Generally every corporate organization faces this
challenge of balancing the trade-offs between focusing on the growth of the company
or working in the best interests of the shareholders. The Board of directors
are hence constantly entrusted with a very important responsibility to take the
best decision considering all aspects of the company. The shareholders on the
other side were able to demonstrate their power of right to vote and remind the
fiduciaries that they are always vigilant in ensuring that the company’s best
interests are always safeguarded.  In
this case the Board decided to go on with its plan and were able to convince a
majority of the shareholders after multiple rounds of arbitrations and
negotiations.

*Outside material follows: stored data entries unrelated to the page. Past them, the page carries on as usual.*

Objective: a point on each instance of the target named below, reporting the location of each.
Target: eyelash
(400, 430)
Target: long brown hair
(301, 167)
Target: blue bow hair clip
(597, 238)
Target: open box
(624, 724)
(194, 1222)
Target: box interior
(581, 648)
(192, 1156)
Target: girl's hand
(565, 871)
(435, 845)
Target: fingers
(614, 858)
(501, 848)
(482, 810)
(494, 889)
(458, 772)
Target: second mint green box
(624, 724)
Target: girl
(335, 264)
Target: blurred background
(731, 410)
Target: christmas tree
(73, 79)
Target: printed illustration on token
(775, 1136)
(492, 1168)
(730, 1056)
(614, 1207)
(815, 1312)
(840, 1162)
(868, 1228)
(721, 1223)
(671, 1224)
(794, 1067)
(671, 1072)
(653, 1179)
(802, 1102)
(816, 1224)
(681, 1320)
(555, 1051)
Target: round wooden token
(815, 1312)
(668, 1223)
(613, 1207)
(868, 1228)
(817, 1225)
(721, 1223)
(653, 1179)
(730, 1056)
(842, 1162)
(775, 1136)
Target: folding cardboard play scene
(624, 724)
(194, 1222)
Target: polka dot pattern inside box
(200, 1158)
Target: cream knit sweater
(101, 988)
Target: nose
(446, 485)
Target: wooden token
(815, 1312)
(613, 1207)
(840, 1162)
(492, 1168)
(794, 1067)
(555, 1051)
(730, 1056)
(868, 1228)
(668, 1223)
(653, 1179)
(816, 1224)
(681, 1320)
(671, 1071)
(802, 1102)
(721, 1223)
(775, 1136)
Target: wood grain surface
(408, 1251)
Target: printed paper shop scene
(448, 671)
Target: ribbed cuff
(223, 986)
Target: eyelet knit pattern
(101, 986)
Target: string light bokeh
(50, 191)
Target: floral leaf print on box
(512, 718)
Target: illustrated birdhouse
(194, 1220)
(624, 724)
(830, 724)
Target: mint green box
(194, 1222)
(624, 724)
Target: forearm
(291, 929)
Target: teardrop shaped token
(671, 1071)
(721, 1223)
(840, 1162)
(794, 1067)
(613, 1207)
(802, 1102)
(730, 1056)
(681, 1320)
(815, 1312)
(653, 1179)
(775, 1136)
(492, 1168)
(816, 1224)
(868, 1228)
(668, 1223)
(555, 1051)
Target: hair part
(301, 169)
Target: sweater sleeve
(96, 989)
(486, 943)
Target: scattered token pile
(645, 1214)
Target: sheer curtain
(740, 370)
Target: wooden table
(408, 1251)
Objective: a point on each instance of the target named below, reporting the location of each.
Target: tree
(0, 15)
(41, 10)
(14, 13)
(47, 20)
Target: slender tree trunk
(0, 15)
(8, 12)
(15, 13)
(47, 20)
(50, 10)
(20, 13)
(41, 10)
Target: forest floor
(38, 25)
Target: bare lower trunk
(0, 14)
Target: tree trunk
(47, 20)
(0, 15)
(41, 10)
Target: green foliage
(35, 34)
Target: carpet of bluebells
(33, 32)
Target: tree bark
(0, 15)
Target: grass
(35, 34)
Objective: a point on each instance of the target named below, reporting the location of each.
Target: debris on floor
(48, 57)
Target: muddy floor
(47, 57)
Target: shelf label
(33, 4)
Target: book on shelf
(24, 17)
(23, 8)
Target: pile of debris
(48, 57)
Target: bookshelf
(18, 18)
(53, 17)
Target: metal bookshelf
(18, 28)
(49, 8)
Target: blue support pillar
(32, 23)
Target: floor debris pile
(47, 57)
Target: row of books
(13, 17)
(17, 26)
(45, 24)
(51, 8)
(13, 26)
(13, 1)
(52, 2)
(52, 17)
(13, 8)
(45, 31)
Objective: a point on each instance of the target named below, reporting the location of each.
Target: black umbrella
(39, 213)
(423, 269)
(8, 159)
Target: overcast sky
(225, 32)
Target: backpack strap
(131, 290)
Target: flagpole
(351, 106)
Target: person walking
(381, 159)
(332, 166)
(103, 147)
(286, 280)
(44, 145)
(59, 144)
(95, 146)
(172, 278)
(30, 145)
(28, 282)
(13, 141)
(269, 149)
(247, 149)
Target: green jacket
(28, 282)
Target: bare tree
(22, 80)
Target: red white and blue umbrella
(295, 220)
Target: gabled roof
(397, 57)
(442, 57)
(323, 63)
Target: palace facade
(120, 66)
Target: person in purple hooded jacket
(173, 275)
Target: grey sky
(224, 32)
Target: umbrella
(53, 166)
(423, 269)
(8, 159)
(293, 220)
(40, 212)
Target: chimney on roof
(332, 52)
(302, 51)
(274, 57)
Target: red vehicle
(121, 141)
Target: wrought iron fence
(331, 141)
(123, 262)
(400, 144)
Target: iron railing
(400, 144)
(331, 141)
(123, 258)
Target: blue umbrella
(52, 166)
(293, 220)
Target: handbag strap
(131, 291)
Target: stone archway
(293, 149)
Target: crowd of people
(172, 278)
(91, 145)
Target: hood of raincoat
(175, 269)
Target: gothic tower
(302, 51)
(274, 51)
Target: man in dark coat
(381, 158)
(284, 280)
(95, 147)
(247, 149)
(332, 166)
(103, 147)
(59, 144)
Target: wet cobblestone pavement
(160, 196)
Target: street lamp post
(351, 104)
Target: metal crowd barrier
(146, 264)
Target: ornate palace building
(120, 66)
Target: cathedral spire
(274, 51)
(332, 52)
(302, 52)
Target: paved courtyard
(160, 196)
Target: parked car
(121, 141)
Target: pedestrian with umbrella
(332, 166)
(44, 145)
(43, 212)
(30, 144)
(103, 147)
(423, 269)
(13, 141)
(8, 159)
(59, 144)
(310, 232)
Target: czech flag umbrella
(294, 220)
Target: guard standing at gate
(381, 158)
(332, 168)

It is very rare in reality that every decision would be unanimous
and welcome by all stakeholders but what lies in corporate strength of
Institution is to make sincere attempt in reaching out to all and putting the
facts and convince and if possible have safeguards to accommodate the fears and
apprehensions if there is headroom to do it. However MSI were successful in
their attempts and the current state of affairs shows that the company is doing
very well with the Gujrat plant and the bold and brave decision that they took
was indeed in the best interests if the shareholders.